ARTICLE
Tinea capitis by Trichophyton schöenleinii
The direct microscopic examination of the scrapings and hair, with lactophenol
- blue, showed septate hyaline hyphae and arthrospores with an endothrix
parasitism (Fig. 2).
Sabouraud dextrose agar with antibiotics and mycobiotic cultures were
incubated at 25º C and 37º C. The cultures showed slow growing
waxy colonies with irregular borders that submerged into the agar. The
surface of the colonies, at first white, became cream coloured and the
reverse was non-pigmented (Fig. 3).
This dermatophyte grew equally at room temperature and at 37º C.
The urease test was negative and growth was not enhanced on media enriched
with vitamins or aminoacids. Irregular and multiple branched hyphae with
broadened tips, or antlerlike structures also known as favic chandeliers
were the characteristic features seen (Fig. 4). Chlamydospores
were common in older cultures. Neither microconidia nor macroconidia were
seen.
A diagnosis of tinea capitis by Trichophyton schöenleinii
was made.
She was treated with 15 mg/kg/day of oral micronized griseofulvin (375
mg once a day) and ketoconazole shampoo (once a day) for twelve weeks.
All the household members (a total of ten children and one adult) and
our patient's sister, who was visiting her frequently at that time, were
screened for the presence of hair and scaling lesions and fluorescence.
A total of six samples were collected from the fluorescence positive scalps.
We detected T. schöenleinii only in our patient's sister.
Nevertheless, all the children were treated with ketoconazole shampoo
(once a day) and her sister was additionally prescribed oral griseofulvin.
Patients were rechecked and cultures obtained, and the child was clinically
and mycologically cured. We do not know what happened to her sister since
we lost contact.
T. schöenleinii is an important anthropophilic dermatophyte
that causes Tinea favosa, a rare and chronic disease characterised by
the presence of yellowish, cup-shaped crusts called scutula, on the scalp
and glabrous skin [1], and severe alopecia. Besides this classic clinical
type there are erythematous follicular forms, without alopecia, similar
to seborrheic dermatitis, psoriasis or tinea amiantacea [2, 3]. Because
of its non-inflammatory appearance, the disorder may persist for years
before it is diagnosed [2].
The peculiar type of hair invasion (endothrix favic) contributes to
the chronic course of the favus, which may persist in adult life [4].

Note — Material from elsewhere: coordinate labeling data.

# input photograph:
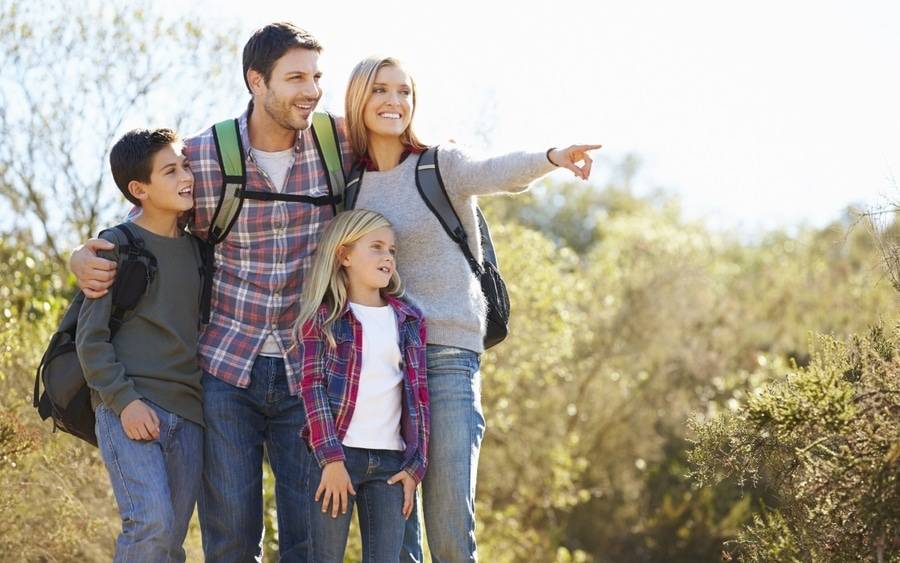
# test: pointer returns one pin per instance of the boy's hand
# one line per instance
(140, 421)
(409, 490)
(333, 488)
(94, 274)
(570, 156)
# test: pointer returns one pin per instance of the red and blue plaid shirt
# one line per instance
(331, 381)
(262, 262)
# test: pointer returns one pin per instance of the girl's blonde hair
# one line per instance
(359, 90)
(327, 280)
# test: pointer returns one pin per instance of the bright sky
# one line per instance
(758, 114)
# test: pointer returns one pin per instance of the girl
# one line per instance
(364, 390)
(380, 104)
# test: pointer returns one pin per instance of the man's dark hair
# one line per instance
(131, 158)
(270, 43)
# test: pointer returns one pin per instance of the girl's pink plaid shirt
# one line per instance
(331, 380)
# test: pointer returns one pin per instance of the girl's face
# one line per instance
(388, 111)
(370, 261)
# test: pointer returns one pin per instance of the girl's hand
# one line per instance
(333, 488)
(569, 157)
(409, 490)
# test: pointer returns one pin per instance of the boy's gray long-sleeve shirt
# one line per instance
(154, 354)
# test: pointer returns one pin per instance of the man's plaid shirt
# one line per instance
(261, 264)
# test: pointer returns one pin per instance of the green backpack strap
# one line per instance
(325, 133)
(230, 152)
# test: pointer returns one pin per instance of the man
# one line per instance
(251, 375)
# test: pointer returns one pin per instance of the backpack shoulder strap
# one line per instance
(431, 188)
(231, 156)
(204, 254)
(354, 182)
(129, 246)
(325, 134)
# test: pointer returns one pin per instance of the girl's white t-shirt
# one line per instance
(375, 424)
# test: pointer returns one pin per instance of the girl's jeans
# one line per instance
(156, 483)
(380, 507)
(457, 428)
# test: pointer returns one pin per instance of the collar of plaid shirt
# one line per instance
(261, 264)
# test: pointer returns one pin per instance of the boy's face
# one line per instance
(171, 186)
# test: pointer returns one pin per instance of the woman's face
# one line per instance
(388, 111)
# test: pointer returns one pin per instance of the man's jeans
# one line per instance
(380, 508)
(457, 428)
(240, 423)
(156, 483)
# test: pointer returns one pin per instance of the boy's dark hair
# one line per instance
(131, 158)
(270, 43)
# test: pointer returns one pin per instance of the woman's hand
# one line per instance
(333, 488)
(569, 157)
(95, 275)
(409, 490)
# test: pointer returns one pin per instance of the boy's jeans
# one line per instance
(380, 507)
(457, 428)
(156, 483)
(240, 423)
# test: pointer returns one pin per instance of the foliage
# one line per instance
(826, 438)
(71, 81)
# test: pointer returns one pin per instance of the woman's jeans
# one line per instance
(156, 483)
(457, 428)
(380, 508)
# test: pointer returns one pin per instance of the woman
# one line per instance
(380, 105)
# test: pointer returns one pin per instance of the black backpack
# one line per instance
(66, 398)
(431, 188)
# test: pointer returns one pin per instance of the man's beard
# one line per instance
(281, 113)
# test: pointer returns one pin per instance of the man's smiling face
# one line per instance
(292, 91)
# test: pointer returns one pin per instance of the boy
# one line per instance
(145, 384)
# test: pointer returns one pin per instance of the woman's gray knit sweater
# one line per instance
(433, 269)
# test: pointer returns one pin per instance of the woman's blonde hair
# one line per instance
(359, 90)
(327, 280)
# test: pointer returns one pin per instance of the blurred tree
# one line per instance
(71, 80)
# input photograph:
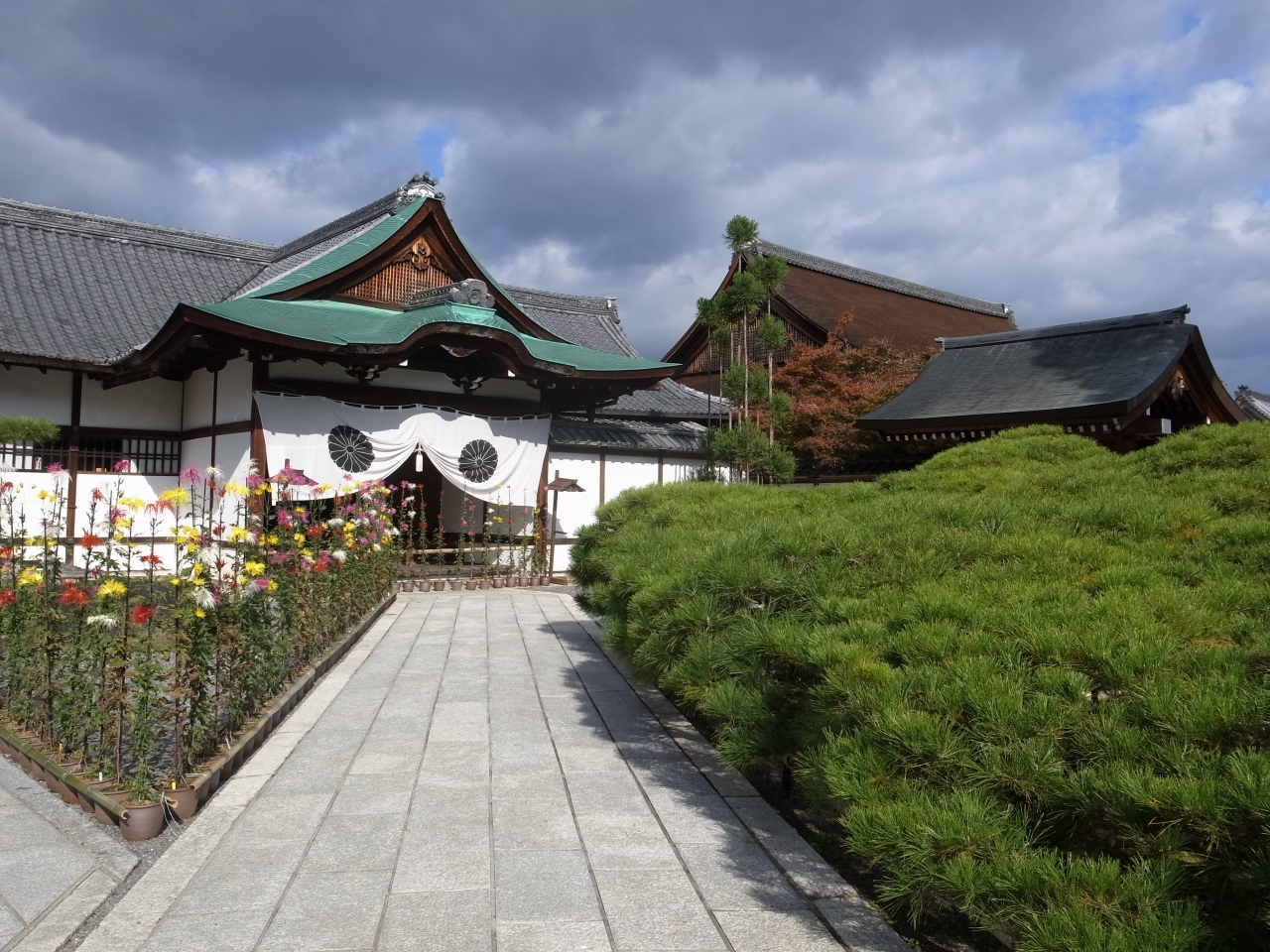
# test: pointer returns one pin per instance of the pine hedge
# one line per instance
(1030, 676)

Endothrix infections are more likely to result in outbreaks among family
members or intimate friends [3]. T. schöenleinii can be transmitted
from person to person by sharing towels or clothing [5].
A recent study has revealed that symptomatic children may not be the
source of infection of other children [6]. However, it showed that a high
percentage of symptom-free adult carriers at home could act as reservoirs
of infection [4] and were responsible for the spread and persistence of
scalp ringworm in the community [7].
The question of whether asymptomatic carriers should be treated with
oral antifungals or antiseborrheic shampoos remains [8]. However, there
is a slight risk of adverse reactions from oral griseofulvin administered
for 4-6 weeks [4]; the regular use of a shampoo is an appealing solution
for controlling the carrier state, particularly in closed institutions.
Unfortunately only one controlled study has evaluated treatment options
for the carrier state [2, 4, 7, 8].
Although the favus occurred worldwide in the past it is now limited
to some endemic regions, probably due to the great improvement of socio-economic
conditions [9, 10]. During the past decade, there have been some cases
confined to Germany [11], West Iran [12], Jordan [13] and Brazil [14].
Our patient presented a seborrheic-like scaling, without alopecia, resistant
to the usual treatment and not suggestive of tinea capitis. We emphasise
the importance of microbiological study in such cases.
Her sister was presumably the source of the infection, since the household
members who had a positive fluorescence, were not infected and the others
had apparently healthy scalps.
In spite of being a rare agent of tinea in Portugal nowadays, T.
schöenleinii exists sporadically in endemic areas, which also
happens in other countries [9, 10]. As we lost contact with our patient's
sister we presume the source may not be totally eradicated.